Testing practice: Irish phone numbers
I came back from holiday to find that the sprint had finished and all the stories were tested. I was pleasantly surprised, but naturally skeptical. There was a really comprehensive table (that was probably generated using an LLM) detailing test cases that covered interesting scenarios and different formats. All of the test cases were marked “passed”, but no evidence was there.
I decided to take a look myself and ended up battling with phone validation for 2 days. Here’s what I learned.
Irish Phone Numbers Are Weird
First of all, Irish phone numbers are weird. Maybe all countries' phone numbers are weird, but I don’t know. Here is what Wikipedia has to say on Irish phone number formats:
Geographic
01 XXX XXXX
– Dublin area0XX XXX XXXX
– All other 7-digit areas0XX XXX XXX
– 6-digit areas0XX XXXXX
– 5-digit areas0X0X XXXXX
– 5-digit areas
Non-Geographic
1800 XXX XXX
– Freephone/Toll Free0818 XXX XXX
– Standard Rate
Mobile
08X XXX XXXX
Mobile M2M (Machine to Machine)
088 XXXXX XXXXX
Alphanumeric dialling, using letters as mnemonics for advertising etc., is supported but is rarely used.
The interesting things that stick out to me:
- The capital city, Dublin, has a completely unique format compared to the rest of Ireland.
- There are 7-digit areas, 6-digit areas, and two types of 5-digit areas.
- Thankfully, freephone and mobile numbers seem straightforward (phew).
The Hunt for Real Numbers
The first thing I do when validating a phone or address is find an ACTUAL number.
To do that, I choose to go to Google and find a random business. Then straight away, a new type of number needs supporting — the international version.
There are two ways of formatting the international phone code:
+353
00353
Rather annoyingly, there’s a recent trend of putting the zeros in front of the code in brackets, meaning you can’t copy phone numbers into your clipboard and dial them without removing said brackets.
Formatting Chaos
Already, we are racking up quite a combination of potential numbers. Now let’s get into how people would actually use them.

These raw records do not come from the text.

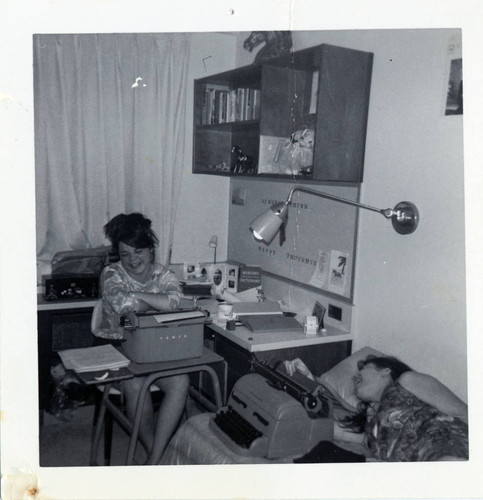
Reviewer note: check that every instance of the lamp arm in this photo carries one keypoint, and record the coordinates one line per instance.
(404, 216)
(387, 212)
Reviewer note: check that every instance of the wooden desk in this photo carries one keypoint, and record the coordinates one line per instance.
(241, 346)
(61, 324)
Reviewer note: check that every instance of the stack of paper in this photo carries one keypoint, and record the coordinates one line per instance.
(91, 359)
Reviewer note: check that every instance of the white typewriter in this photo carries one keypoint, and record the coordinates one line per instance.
(272, 415)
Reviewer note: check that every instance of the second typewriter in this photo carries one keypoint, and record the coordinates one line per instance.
(272, 415)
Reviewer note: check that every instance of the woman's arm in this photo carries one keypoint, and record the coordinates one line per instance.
(431, 391)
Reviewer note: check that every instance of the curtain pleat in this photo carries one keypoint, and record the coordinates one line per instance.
(110, 119)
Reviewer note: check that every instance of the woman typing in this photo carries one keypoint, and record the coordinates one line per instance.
(136, 284)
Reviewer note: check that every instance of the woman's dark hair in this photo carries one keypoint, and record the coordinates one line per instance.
(357, 422)
(396, 367)
(133, 230)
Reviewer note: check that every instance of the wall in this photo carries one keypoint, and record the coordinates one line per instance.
(409, 290)
(203, 204)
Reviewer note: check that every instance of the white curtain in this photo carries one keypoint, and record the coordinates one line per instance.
(110, 125)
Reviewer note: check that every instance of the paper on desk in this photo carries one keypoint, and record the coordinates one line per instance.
(250, 295)
(91, 359)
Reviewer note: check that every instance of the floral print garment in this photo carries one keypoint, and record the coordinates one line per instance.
(401, 428)
(116, 286)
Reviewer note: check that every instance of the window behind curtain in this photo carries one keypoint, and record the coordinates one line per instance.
(110, 125)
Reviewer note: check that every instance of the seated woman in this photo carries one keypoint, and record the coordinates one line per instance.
(404, 415)
(136, 284)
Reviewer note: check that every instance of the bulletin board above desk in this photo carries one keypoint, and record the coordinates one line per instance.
(320, 240)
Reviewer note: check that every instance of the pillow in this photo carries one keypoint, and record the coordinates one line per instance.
(338, 380)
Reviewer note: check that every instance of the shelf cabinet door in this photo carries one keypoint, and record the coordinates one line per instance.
(342, 108)
(324, 89)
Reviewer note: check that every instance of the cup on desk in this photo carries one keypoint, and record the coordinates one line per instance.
(225, 311)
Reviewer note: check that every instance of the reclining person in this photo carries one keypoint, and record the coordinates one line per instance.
(403, 415)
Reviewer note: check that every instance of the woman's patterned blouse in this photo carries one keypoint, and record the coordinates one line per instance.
(116, 285)
(402, 428)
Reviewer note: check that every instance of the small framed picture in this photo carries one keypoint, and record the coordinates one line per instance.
(319, 313)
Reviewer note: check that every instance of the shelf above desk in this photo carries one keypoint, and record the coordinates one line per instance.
(258, 342)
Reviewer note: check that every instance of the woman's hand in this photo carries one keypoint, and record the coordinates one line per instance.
(297, 365)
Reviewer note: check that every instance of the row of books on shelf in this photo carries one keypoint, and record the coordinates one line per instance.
(224, 105)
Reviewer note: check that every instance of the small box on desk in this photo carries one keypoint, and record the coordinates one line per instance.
(70, 286)
(161, 337)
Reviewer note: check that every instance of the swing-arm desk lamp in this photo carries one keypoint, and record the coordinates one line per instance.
(404, 216)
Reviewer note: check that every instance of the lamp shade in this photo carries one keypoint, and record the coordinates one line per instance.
(267, 224)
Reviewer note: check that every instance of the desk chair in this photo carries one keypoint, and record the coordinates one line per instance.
(152, 371)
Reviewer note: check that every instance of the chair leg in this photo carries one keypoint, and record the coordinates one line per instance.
(99, 416)
(108, 428)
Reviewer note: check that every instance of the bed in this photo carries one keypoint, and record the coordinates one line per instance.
(196, 443)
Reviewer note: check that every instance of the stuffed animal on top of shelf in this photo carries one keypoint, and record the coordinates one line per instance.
(277, 43)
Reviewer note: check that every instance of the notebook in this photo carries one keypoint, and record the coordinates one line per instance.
(91, 359)
(265, 323)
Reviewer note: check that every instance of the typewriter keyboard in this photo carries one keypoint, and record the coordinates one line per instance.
(242, 432)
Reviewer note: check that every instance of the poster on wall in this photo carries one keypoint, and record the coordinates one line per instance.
(319, 235)
(338, 271)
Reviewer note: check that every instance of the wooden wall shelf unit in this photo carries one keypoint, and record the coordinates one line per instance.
(257, 108)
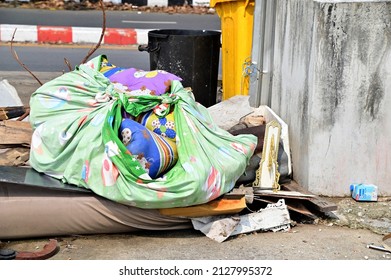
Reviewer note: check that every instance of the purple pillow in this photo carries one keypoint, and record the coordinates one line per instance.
(156, 82)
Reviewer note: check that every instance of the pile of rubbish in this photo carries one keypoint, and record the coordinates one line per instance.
(139, 143)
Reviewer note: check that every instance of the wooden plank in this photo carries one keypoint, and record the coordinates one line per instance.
(283, 194)
(15, 133)
(317, 202)
(221, 206)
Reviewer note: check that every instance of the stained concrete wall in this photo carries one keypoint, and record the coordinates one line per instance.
(332, 86)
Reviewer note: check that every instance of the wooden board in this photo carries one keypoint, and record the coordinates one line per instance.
(317, 202)
(15, 133)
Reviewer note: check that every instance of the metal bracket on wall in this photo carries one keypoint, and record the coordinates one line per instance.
(262, 53)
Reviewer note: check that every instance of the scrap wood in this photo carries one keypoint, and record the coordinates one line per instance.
(215, 207)
(12, 112)
(296, 206)
(316, 202)
(15, 133)
(274, 217)
(14, 157)
(283, 194)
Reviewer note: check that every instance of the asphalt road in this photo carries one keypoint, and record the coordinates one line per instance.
(115, 19)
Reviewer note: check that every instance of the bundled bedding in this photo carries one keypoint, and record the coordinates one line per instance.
(132, 136)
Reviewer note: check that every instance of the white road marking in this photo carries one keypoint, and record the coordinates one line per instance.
(150, 22)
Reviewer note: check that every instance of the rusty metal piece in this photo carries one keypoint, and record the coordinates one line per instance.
(48, 251)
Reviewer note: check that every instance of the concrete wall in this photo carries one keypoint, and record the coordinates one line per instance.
(332, 86)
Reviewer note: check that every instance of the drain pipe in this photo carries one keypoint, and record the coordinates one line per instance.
(260, 70)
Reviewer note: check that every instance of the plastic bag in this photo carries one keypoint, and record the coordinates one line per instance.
(76, 118)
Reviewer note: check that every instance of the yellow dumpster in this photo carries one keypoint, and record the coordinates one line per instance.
(236, 32)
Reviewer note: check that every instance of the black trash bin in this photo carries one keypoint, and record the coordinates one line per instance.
(192, 55)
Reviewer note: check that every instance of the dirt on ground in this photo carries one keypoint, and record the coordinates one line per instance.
(344, 234)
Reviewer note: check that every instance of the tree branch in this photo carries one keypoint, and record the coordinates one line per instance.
(92, 50)
(18, 60)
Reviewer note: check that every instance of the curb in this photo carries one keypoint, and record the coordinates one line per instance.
(75, 35)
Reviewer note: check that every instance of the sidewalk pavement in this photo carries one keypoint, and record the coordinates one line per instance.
(72, 35)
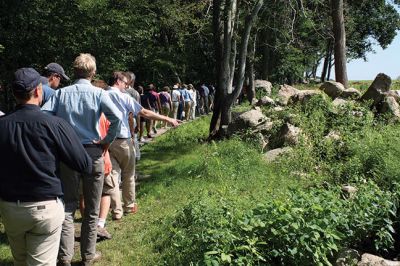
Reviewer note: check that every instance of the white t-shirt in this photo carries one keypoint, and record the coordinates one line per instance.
(175, 95)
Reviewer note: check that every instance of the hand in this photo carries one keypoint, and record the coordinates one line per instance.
(174, 122)
(105, 147)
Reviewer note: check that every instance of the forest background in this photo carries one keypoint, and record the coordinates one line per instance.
(201, 206)
(168, 41)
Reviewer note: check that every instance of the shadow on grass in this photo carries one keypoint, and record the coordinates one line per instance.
(155, 158)
(4, 241)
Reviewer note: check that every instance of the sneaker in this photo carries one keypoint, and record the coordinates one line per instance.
(116, 218)
(96, 258)
(131, 210)
(140, 177)
(103, 234)
(64, 263)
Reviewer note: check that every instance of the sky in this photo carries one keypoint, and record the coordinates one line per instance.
(383, 61)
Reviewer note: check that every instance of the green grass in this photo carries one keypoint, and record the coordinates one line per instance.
(183, 167)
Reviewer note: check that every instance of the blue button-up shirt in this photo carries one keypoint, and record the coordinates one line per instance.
(81, 105)
(125, 104)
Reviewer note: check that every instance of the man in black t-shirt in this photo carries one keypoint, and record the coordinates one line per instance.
(32, 144)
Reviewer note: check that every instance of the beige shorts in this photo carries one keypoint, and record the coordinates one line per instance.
(110, 184)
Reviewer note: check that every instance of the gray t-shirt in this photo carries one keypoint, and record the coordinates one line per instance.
(133, 93)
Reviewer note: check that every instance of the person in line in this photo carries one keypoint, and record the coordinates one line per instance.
(33, 143)
(134, 122)
(188, 101)
(102, 233)
(193, 95)
(181, 107)
(145, 102)
(81, 105)
(166, 103)
(155, 104)
(54, 74)
(122, 151)
(204, 95)
(175, 98)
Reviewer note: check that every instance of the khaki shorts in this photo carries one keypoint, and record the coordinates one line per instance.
(110, 184)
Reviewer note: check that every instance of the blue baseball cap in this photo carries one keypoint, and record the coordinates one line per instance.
(27, 79)
(56, 68)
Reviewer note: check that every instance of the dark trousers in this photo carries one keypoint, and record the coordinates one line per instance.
(92, 188)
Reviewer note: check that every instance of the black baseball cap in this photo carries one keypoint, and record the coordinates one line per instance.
(56, 68)
(26, 79)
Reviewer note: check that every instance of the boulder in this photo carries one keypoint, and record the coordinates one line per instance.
(264, 85)
(249, 119)
(262, 141)
(285, 93)
(376, 92)
(332, 89)
(372, 260)
(390, 106)
(339, 102)
(394, 93)
(348, 257)
(303, 96)
(272, 155)
(264, 128)
(254, 102)
(266, 101)
(350, 93)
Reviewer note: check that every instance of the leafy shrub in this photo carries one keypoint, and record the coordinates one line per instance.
(306, 228)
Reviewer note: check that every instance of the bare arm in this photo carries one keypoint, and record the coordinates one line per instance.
(154, 116)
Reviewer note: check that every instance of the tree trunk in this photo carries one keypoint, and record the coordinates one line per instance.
(251, 92)
(218, 32)
(223, 102)
(243, 48)
(340, 42)
(326, 60)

For this, let’s take a random number: 01 234 5678
Depending on who you ask, people may choose to write that number in a few different ways:
- Spaceless →
012345678
- Typical →
01 234 5678
- Dashed →
01-234-5678
- Dotted →
01.234.5678
- Unhinged →
012 3456 78
- International →
+3531 234 5678
- Stuck in an airport for 20 years like Terminal →
0 0 3 5 3 1 2 3 4 5 67 8
(don’t know where this is going tbh)
Why This Matters
My point is that the way people input numbers depends on many factors:
- How they see phone numbers elsewhere
- How they read the numbers aloud
- How numbers were formatted when copied from the web
- How their computer auto-formatted them
- What generation they’re in
- Personal preference
- …and so many more.
These are things that testers love to nerd about, but actually getting other people to care is a whole different beast.
The Big Question
Then comes the real challenge: what formats do we NEED to support?
- Do clients know their users well enough to specify?
- Or is it left to the developer?
- Do we provide help text showing supported numbers?
- Is the error message clear?
All questions worth considering before anyone says, “it’s just a phone number field.”